Dr. Trbovich is uniquely positioned to help create a better system – with a background in cognitive psychology, her career has focused on understanding the motives behind people’s actions. Partnered with her research experience – including as current Badeau Family Research Chair in Patient Safety and Quality Improvement at North York General Hospital – she is able to make recommendations about how systemic changes can better shape workflows and, ultimately, healthcare.
And now, through her new role as Research and Scholarship Lead with the Centre for Quality Improvement and Patient Safety (C-QuIPS), she will have a platform to help share best practices – across professions, provinces and countries.

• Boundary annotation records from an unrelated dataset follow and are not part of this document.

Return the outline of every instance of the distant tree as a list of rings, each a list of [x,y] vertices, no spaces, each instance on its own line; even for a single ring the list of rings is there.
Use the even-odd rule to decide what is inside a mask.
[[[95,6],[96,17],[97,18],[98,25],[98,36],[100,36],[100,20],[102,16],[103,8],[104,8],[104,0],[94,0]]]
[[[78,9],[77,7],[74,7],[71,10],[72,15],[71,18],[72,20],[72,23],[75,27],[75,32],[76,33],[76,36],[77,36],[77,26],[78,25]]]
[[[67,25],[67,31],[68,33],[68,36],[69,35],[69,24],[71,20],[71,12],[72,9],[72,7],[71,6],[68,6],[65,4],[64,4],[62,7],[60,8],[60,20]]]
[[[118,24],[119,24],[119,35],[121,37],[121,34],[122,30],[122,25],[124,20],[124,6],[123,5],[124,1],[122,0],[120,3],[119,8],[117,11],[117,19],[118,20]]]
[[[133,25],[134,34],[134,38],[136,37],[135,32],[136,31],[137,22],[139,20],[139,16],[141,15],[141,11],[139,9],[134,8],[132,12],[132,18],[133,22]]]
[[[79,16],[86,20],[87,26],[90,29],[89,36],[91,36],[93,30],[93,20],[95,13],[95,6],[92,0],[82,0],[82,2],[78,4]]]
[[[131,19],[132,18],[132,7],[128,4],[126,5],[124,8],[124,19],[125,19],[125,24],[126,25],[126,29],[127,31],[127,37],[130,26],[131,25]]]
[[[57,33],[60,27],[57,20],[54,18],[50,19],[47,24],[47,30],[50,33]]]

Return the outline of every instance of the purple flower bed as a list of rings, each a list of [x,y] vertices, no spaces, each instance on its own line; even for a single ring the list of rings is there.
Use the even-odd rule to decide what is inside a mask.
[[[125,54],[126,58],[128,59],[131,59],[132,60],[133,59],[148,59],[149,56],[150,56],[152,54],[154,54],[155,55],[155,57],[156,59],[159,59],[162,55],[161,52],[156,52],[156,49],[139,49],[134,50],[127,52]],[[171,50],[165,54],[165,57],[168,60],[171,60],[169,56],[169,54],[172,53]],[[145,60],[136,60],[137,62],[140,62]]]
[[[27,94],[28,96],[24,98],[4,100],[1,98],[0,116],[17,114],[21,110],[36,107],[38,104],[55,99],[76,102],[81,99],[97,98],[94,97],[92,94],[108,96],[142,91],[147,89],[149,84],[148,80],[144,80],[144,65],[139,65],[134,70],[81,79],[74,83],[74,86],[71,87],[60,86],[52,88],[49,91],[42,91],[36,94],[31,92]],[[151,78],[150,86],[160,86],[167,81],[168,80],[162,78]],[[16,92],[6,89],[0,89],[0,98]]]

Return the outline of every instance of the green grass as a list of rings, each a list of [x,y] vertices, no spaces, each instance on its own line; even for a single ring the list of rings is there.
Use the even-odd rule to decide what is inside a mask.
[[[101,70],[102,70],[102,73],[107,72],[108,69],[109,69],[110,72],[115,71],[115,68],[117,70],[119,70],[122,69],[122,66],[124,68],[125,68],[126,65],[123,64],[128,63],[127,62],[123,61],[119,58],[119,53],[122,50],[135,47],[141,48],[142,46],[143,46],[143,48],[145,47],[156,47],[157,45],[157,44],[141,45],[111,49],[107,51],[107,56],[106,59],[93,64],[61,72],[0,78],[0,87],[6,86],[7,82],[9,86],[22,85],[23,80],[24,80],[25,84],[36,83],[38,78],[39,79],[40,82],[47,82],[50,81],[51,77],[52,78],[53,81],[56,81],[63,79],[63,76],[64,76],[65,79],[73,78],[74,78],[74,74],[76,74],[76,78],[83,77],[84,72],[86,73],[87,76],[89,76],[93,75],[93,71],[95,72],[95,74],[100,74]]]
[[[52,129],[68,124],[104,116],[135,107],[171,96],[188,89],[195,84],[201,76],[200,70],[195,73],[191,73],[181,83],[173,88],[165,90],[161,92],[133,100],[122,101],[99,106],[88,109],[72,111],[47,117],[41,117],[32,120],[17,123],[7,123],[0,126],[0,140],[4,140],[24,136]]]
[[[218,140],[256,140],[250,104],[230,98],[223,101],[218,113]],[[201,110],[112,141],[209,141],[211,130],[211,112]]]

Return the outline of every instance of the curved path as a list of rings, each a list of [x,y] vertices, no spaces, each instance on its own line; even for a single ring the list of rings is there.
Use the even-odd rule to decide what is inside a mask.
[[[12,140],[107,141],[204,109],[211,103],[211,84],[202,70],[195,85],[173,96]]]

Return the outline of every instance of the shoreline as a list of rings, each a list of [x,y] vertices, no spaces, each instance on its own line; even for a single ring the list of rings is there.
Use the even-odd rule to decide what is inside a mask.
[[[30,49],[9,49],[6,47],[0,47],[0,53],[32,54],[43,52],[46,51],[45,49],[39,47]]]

“I really focus on the word ‘across’ here because, as QIPS professionals, we do a lot of great work but sometimes it’s in silos,” she said. “I see one of my roles as ensuring there is cross learning and sharing and ensuring that we help people put the proper research lens on some of the great practical work they’re doing so they can bring it to the next level and we can either scale or spread the innovation if that’s the right thing to do.”
Dr. Trbovich’s path has crossed the Centre many times – in addition to formerly teaching in the C-QuIPS certificate course and VAQS program, she is an associate professor in the MSc Quality Improvement and Patient Safety program at the Institute of Health Policy, Management and Evaluation at the University of Toronto and has been mentored by senior Centre members Drs. Edward Etchells and Kaveh Shojania.
“Her history with C-QuIPS made her a perfect fit for this role,” said Dr. Brian Wong, C-QuIPS director. “We’re excited to have her expertise on board. She is a pre-eminent researcher in our field and the incredible amount of knowledge she brings with her in human factors and QIPS research will benefit everyone in the QIPS community.”
One of Dr. Trbovich’s first priorities will be to focus on C-QuIPS’ two key themes: health equity and health system resilience – and specifically how they connect.
“If you’re able to improve health equity and diversity, then you will in turn build a more resilient health care system – I see them as two sides of the same coin,” she said. “These two themes aren’t topics du jour that we’re going to work on for two years and then let them go and move on to something else; I see these as important areas of priority we have to include in the way we do our research so it just becomes part of our work.”